That's because section 12 from part 6, division 1, chapter 2, now applies, given the site's inclusion in the Oxenford LAP. The LAP is relevantly the source of development rights, the argument went, the site in no longer dealt with as within a domain.
One looks in vain on the LAP maps for any notation that would assist the applicant. The hatching which may indicate special facilities zoning historically remains. Mr Hinson's submission that the heading informs the proper construction is supported by Director-General of the Department of Corrective Services v Mitchelson [1992] 26 NSWLR 648, where a heading, "Disciplinary appeals” among other factors led the New South Wales Court of Appeal to limit a provision (whose terms didn't suggest any such limitation) accordingly.
Mr Litster's argument is that the sole discordant feature from the point of view of his client retaining the entitlements which it clearly had until May 2009 is the heading in section 12. It's the case, he submits, that if one reads the words of it there's a requirement that the relevant lot be identified with the crucial notation, but no indication as to where that notation ought to be.
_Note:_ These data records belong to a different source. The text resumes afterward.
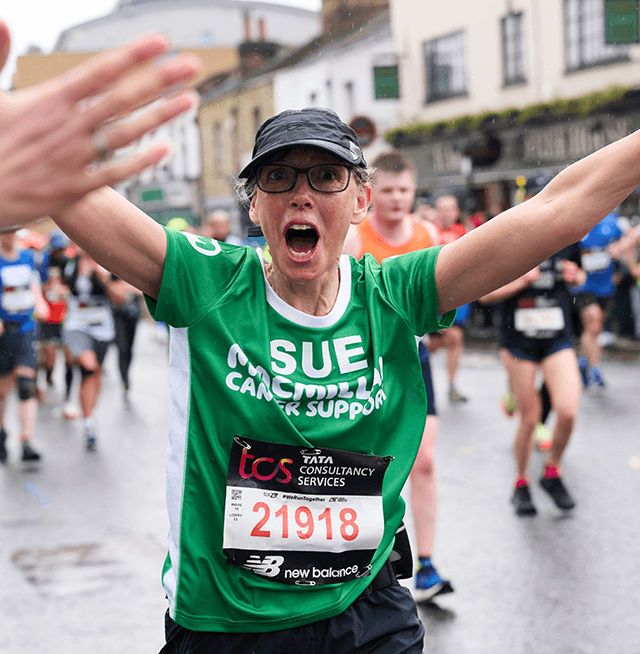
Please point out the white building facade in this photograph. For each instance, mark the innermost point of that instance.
(519, 60)
(172, 190)
(357, 77)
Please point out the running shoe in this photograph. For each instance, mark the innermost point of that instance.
(3, 447)
(583, 366)
(508, 404)
(90, 435)
(522, 501)
(594, 377)
(429, 583)
(455, 397)
(542, 437)
(28, 453)
(558, 492)
(69, 411)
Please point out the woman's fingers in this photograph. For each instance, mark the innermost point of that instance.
(5, 43)
(132, 130)
(131, 166)
(99, 73)
(141, 87)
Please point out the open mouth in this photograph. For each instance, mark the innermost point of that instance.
(301, 239)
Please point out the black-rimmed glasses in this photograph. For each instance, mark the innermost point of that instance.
(324, 178)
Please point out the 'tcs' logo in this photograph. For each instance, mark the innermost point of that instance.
(263, 475)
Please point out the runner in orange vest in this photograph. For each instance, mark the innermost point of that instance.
(390, 230)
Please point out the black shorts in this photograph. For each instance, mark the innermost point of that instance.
(50, 333)
(534, 349)
(583, 300)
(383, 622)
(16, 349)
(77, 342)
(426, 377)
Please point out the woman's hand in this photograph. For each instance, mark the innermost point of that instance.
(52, 134)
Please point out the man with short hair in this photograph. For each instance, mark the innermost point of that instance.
(389, 230)
(20, 298)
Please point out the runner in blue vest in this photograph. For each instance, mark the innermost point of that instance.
(595, 298)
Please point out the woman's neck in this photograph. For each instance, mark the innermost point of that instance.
(315, 297)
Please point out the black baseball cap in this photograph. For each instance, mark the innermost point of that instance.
(310, 127)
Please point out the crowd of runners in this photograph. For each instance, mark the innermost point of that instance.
(331, 352)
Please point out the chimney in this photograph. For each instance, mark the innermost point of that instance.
(341, 17)
(247, 27)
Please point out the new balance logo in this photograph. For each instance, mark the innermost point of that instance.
(269, 567)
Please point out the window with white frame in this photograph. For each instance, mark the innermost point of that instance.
(514, 49)
(218, 149)
(584, 36)
(446, 66)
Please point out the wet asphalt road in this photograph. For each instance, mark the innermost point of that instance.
(82, 536)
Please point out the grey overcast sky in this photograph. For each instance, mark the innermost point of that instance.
(39, 22)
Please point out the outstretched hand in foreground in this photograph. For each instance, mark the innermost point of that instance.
(51, 134)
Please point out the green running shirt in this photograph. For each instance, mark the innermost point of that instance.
(246, 365)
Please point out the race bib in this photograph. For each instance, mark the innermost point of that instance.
(539, 319)
(17, 296)
(17, 300)
(93, 315)
(594, 261)
(303, 516)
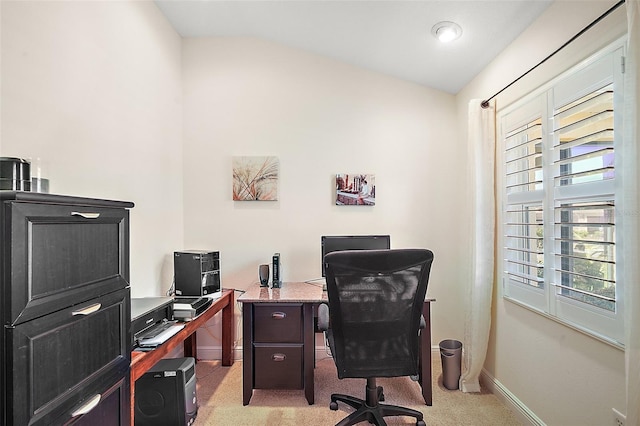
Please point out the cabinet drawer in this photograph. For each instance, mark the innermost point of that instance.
(278, 366)
(113, 408)
(277, 323)
(62, 255)
(65, 357)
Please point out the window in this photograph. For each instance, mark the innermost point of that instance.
(559, 190)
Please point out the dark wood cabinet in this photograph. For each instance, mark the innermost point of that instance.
(278, 347)
(65, 308)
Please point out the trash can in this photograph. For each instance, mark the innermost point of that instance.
(451, 355)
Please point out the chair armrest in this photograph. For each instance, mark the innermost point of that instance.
(323, 317)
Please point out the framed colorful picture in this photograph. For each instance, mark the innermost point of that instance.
(355, 189)
(255, 178)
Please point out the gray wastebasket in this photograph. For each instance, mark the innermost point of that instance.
(451, 355)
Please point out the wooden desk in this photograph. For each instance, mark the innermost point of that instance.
(141, 362)
(307, 296)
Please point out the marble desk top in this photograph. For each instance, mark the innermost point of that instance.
(290, 292)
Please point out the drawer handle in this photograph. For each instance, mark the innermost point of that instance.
(88, 310)
(90, 405)
(278, 357)
(86, 215)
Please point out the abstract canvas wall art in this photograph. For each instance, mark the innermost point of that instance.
(355, 189)
(255, 178)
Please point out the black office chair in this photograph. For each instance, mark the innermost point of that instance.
(373, 323)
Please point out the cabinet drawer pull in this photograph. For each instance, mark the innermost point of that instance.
(278, 357)
(88, 310)
(86, 215)
(88, 406)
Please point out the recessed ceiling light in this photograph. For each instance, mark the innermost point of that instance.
(446, 31)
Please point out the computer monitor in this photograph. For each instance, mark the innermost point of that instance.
(353, 242)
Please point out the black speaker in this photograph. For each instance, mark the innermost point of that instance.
(196, 273)
(166, 394)
(276, 280)
(263, 273)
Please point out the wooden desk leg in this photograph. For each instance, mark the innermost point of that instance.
(191, 346)
(425, 356)
(228, 331)
(247, 352)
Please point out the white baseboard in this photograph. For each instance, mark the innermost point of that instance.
(507, 398)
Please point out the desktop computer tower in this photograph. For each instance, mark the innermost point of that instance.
(196, 273)
(166, 394)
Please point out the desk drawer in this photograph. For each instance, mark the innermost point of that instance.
(278, 366)
(277, 323)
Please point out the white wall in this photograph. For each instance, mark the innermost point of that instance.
(245, 96)
(563, 377)
(94, 89)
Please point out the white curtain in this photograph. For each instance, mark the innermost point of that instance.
(630, 215)
(481, 154)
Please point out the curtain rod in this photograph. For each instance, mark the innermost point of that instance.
(485, 103)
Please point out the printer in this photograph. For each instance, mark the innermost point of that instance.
(150, 316)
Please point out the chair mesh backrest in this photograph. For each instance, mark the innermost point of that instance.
(375, 302)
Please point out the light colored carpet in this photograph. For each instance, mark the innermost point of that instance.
(219, 392)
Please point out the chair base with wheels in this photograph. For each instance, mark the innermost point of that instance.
(370, 409)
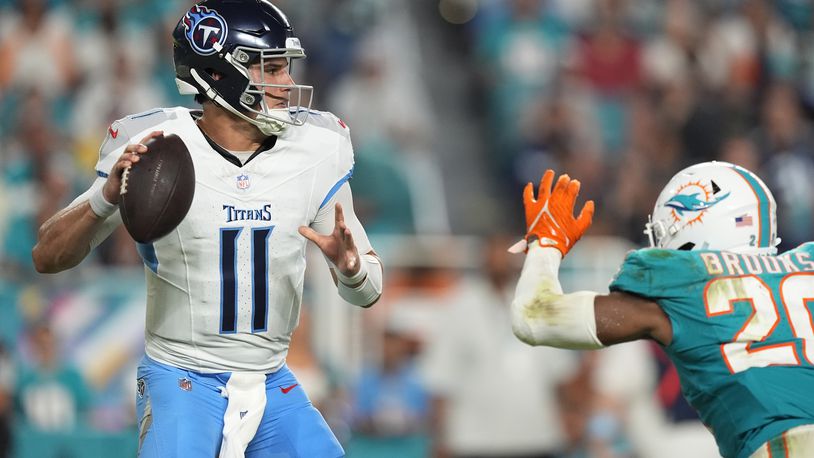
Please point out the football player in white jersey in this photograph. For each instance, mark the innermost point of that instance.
(224, 288)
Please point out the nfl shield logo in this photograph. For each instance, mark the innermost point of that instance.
(185, 384)
(243, 181)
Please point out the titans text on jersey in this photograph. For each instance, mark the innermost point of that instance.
(224, 288)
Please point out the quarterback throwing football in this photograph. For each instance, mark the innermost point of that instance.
(224, 288)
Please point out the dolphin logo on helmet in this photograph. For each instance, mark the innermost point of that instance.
(699, 208)
(691, 203)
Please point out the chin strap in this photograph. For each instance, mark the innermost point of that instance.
(267, 126)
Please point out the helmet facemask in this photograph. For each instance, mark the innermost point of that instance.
(254, 99)
(218, 43)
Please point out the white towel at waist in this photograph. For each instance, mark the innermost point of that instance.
(247, 402)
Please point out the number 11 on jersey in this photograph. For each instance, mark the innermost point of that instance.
(229, 278)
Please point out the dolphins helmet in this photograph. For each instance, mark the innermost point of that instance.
(216, 42)
(715, 206)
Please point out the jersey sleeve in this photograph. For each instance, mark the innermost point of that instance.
(338, 170)
(658, 274)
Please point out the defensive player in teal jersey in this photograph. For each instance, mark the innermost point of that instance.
(733, 315)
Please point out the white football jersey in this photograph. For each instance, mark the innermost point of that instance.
(224, 288)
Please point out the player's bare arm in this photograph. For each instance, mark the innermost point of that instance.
(541, 313)
(622, 317)
(66, 238)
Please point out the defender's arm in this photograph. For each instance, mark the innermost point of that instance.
(543, 315)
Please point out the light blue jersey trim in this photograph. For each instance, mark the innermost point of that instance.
(147, 253)
(336, 187)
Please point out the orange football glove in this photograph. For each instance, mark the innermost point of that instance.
(550, 217)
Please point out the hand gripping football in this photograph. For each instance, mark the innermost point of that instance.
(157, 191)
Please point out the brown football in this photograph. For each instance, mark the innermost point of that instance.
(157, 191)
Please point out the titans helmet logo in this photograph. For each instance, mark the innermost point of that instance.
(205, 28)
(691, 201)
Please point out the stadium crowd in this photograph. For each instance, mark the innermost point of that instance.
(621, 93)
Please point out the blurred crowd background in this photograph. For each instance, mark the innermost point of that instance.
(453, 106)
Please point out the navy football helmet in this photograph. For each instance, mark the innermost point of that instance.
(217, 41)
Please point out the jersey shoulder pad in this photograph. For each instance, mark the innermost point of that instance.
(807, 247)
(656, 273)
(329, 121)
(131, 129)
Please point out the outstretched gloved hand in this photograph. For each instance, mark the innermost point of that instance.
(550, 216)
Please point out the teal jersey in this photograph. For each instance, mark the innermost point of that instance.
(743, 336)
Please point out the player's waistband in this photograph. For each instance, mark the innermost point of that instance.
(797, 442)
(281, 376)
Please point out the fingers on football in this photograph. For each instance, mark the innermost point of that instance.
(586, 216)
(310, 234)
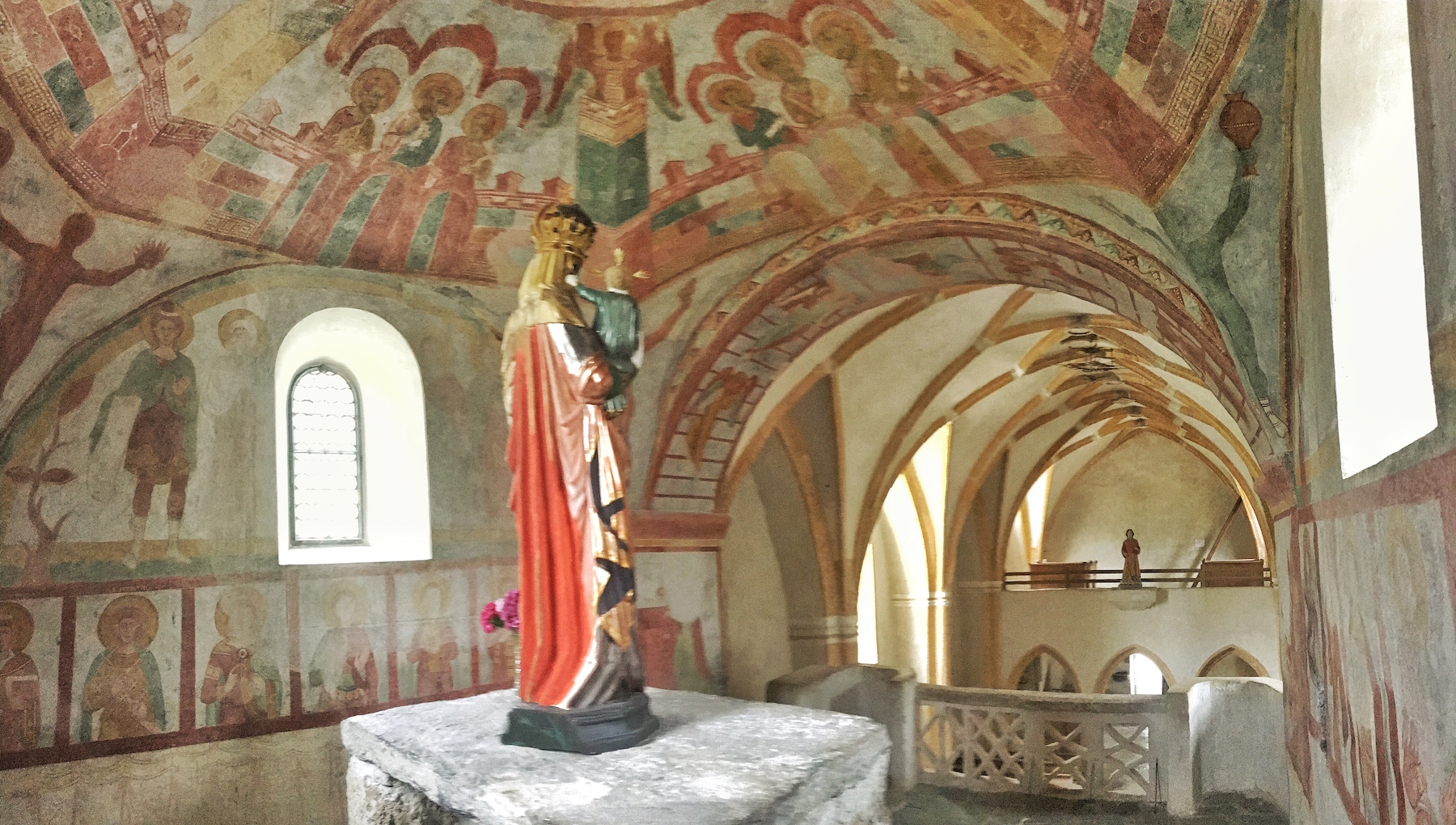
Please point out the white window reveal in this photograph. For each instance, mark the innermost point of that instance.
(353, 476)
(1373, 211)
(325, 462)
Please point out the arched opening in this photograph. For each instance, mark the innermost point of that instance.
(1135, 671)
(1232, 661)
(340, 355)
(1044, 670)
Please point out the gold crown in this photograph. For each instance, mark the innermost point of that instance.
(564, 226)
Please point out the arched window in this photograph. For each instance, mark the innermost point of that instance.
(1135, 671)
(1232, 661)
(353, 475)
(1044, 670)
(325, 460)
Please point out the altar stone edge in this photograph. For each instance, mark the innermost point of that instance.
(715, 761)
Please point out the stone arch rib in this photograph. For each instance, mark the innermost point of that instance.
(718, 380)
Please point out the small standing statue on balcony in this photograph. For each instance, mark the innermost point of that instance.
(580, 673)
(1132, 571)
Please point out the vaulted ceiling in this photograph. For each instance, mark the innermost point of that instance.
(735, 146)
(408, 136)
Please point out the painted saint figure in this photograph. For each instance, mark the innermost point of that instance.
(162, 447)
(575, 566)
(19, 681)
(47, 273)
(351, 130)
(618, 325)
(878, 83)
(433, 649)
(755, 125)
(342, 671)
(238, 686)
(1132, 571)
(123, 692)
(414, 138)
(781, 61)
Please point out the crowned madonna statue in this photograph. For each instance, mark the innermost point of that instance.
(580, 673)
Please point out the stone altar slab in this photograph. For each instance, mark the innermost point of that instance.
(715, 761)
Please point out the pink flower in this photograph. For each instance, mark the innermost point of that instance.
(491, 617)
(511, 610)
(504, 611)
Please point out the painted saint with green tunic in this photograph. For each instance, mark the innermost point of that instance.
(162, 447)
(619, 326)
(123, 696)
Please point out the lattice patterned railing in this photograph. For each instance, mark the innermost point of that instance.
(1077, 745)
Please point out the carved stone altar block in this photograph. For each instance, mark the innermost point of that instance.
(715, 761)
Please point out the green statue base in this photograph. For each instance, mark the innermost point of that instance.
(599, 730)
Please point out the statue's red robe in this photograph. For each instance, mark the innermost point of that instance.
(577, 586)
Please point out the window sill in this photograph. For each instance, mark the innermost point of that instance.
(351, 553)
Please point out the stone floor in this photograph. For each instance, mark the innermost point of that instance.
(928, 805)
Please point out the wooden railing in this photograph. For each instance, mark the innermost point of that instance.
(1084, 575)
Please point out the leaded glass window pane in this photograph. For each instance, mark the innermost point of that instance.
(328, 504)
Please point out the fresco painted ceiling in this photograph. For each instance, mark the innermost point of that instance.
(404, 136)
(718, 142)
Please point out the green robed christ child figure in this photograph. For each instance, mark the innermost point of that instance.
(619, 326)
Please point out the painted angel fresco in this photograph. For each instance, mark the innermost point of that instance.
(349, 131)
(47, 271)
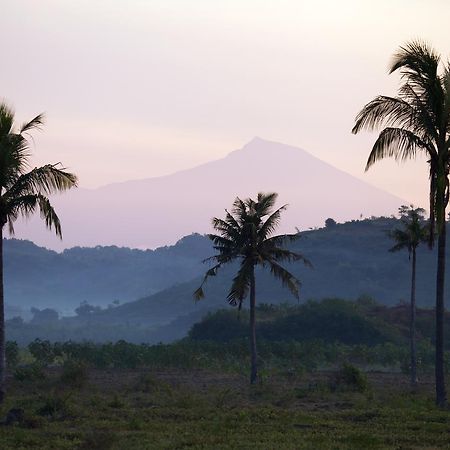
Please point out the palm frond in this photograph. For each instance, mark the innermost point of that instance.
(398, 143)
(287, 279)
(34, 124)
(46, 180)
(212, 272)
(26, 205)
(241, 283)
(271, 223)
(383, 110)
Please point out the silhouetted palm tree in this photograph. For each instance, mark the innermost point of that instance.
(246, 235)
(22, 192)
(418, 120)
(413, 232)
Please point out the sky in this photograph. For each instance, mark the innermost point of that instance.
(141, 88)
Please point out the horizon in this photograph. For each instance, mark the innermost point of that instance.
(123, 102)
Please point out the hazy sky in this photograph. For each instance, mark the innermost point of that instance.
(141, 88)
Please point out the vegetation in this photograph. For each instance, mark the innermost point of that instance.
(246, 235)
(173, 408)
(418, 120)
(22, 192)
(413, 232)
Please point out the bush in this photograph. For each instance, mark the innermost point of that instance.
(54, 406)
(44, 351)
(350, 377)
(12, 353)
(74, 373)
(31, 372)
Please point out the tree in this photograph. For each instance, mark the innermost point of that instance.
(418, 120)
(245, 235)
(412, 233)
(22, 192)
(330, 223)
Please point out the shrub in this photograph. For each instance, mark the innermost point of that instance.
(31, 372)
(74, 373)
(43, 351)
(54, 406)
(350, 377)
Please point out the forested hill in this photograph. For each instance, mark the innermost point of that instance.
(349, 260)
(37, 277)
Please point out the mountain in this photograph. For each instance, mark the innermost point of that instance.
(42, 278)
(156, 211)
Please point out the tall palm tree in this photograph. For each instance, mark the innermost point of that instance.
(418, 120)
(22, 192)
(246, 235)
(412, 233)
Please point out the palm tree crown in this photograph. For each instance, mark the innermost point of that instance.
(418, 120)
(246, 235)
(23, 191)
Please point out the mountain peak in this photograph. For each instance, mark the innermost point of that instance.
(158, 211)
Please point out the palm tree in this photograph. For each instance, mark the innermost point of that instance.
(246, 235)
(412, 233)
(22, 192)
(418, 120)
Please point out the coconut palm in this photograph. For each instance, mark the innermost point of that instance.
(412, 233)
(246, 235)
(22, 192)
(418, 120)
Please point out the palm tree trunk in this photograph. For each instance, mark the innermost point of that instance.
(254, 356)
(441, 396)
(2, 324)
(413, 323)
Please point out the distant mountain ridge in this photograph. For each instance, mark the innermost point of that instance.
(42, 278)
(350, 260)
(156, 211)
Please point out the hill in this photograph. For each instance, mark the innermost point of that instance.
(42, 278)
(152, 212)
(350, 260)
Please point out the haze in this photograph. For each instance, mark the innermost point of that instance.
(139, 89)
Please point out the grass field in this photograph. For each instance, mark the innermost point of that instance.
(199, 409)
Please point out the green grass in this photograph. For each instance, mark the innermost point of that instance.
(197, 409)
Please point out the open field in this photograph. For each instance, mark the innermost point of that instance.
(200, 409)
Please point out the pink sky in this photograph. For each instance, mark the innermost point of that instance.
(135, 89)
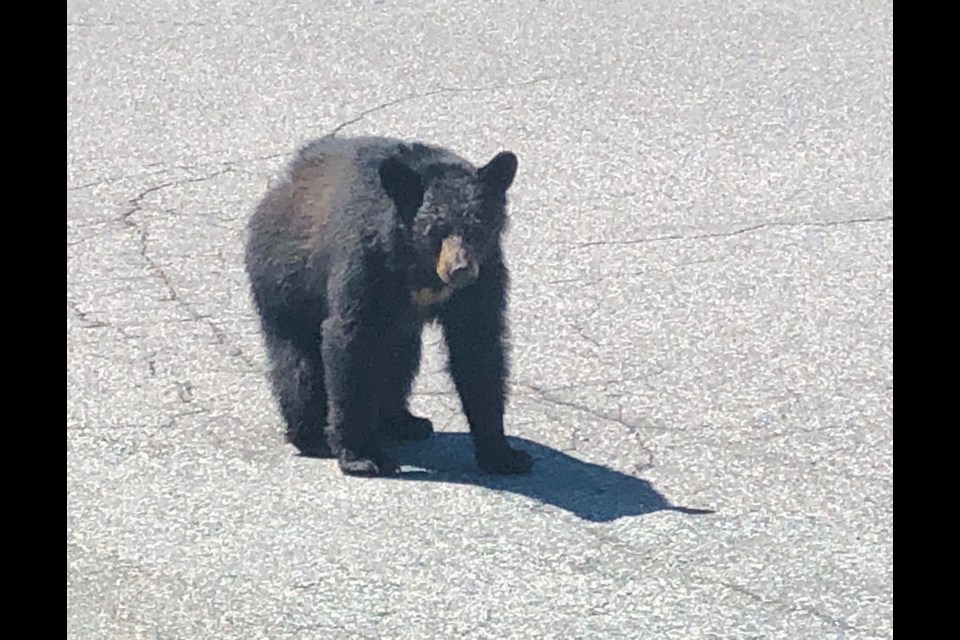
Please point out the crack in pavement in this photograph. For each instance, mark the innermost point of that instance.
(543, 397)
(127, 219)
(725, 234)
(784, 606)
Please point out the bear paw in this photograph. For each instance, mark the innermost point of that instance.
(371, 465)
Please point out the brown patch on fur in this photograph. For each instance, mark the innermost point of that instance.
(428, 297)
(316, 188)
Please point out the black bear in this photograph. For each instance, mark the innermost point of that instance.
(362, 242)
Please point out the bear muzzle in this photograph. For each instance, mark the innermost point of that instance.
(457, 265)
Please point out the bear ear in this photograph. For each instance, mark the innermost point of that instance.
(499, 173)
(403, 185)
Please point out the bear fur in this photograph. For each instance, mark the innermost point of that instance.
(363, 241)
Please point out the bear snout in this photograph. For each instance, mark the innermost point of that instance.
(457, 265)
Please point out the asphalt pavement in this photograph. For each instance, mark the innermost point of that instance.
(701, 318)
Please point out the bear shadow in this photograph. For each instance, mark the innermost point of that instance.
(589, 491)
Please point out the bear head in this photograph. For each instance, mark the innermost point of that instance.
(452, 215)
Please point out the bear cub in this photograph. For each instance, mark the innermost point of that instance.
(363, 241)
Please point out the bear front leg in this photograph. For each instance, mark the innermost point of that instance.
(351, 339)
(348, 358)
(398, 368)
(473, 328)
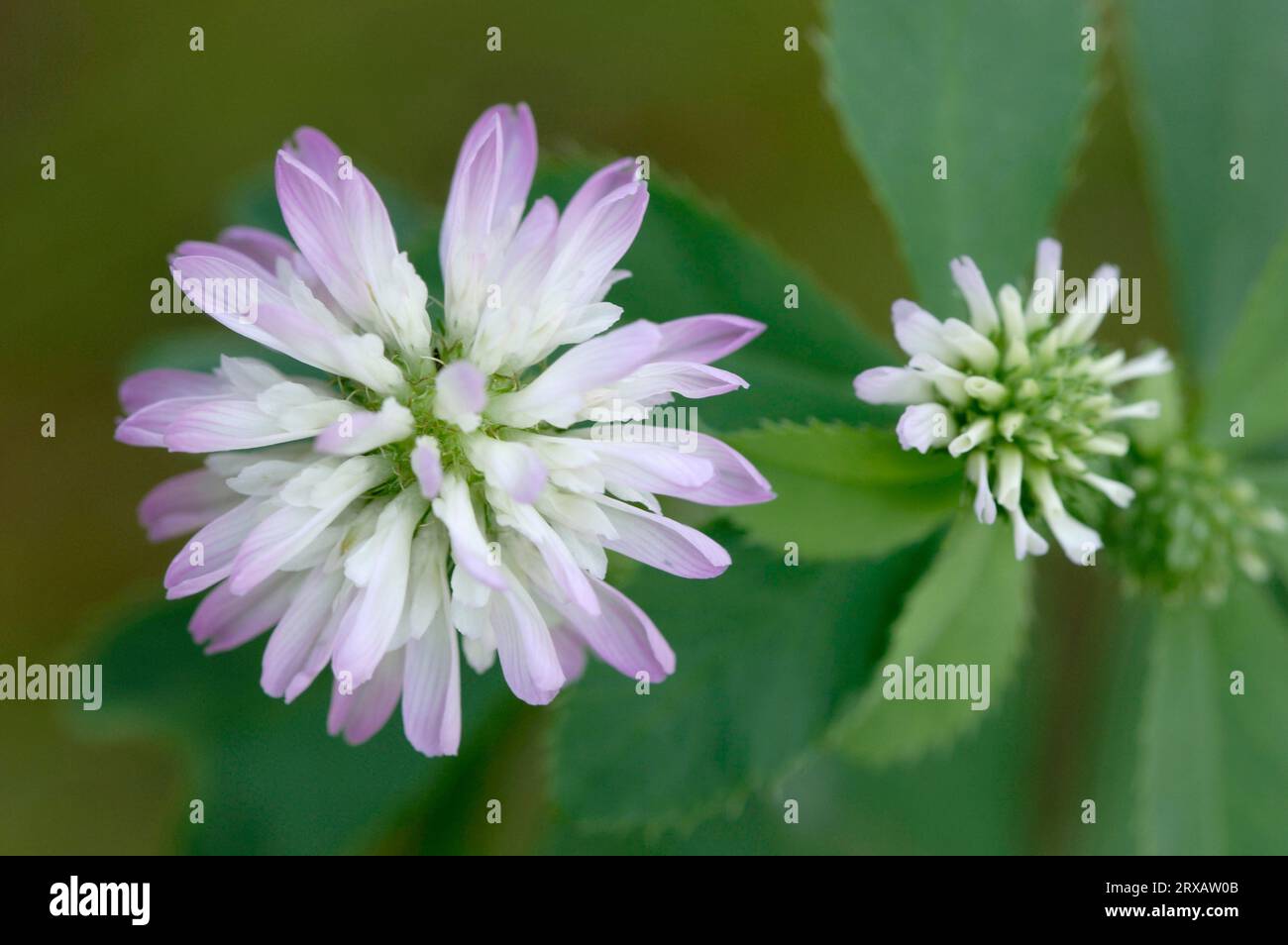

Commonsense says there must be some relevant requirements in that regard - that, for example, a sign placed on the site containing the notation, perhaps without any warrant, would not suffice. Here, the notation is found in the planning scheme itself in the domain maps in version 1.1 and in version 1.2, the current one.
Mr Litster's argument was that the provisions in the Table of Development for the domain in which the site was formally included only applied to the site subject to part 10, division 3: effectively, the relevant controls are in part 10, division 3 so long as the uses involved are within those listed. In my opinion, he's correct about that.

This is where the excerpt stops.